NIH launches largest oil spill health study
A new study that will look at possible health effects of the Gulf of Mexico's Deepwater Horizon oil spill on 55,000 cleanup workers and volunteers has begun in towns across Louisiana, Mississippi, Alabama, and Florida. The study is the largest health study of its kind ever conducted among cleanup workers and volunteers, and is one component of a comprehensive federal response to the Deepwater Horizons oil spill.

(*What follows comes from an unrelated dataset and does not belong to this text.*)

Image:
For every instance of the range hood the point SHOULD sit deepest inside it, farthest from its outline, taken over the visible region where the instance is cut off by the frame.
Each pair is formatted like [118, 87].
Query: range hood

Akinso: The National Institute of Environmental Health Sciences has launched The GuLF STUDY (Gulf Long-term Follow-up or GuLF Study).
Sandler: The GuLF Study is the largest study that’s ever been conducted on the health effects of oil spills.
Akinso: Dr. Dale Sandler is the principal investigator of the GuLF Study.
Sandler: The study is specifically for people who helped clean-up the Deep Water Horizons Gulf oil spill or had something to do related to that effort.
Akinso: The GuLF Study will reach out to some of the 100,000 people who took the cleanup worker safety training and to others who were involved in some aspect of the oil spill cleanup. The goal is to enroll 55,000 people in the study, but they must fit certain criteria.
Sandler: To be eligible for the Gulf study people had to have some connection to the Gulf oil spill clean up. Be it, by actually doing something that was potentially hazardous, like standing over the oil or working in a support capacity. There is no upper age limit. The younger age limit is 21. There is also no limit for where you live. Most of the people live in the four Gulf States.
Akinso: Dr. Sandler explains that about 20,000 of the people who enroll in this study will participate in a home visit.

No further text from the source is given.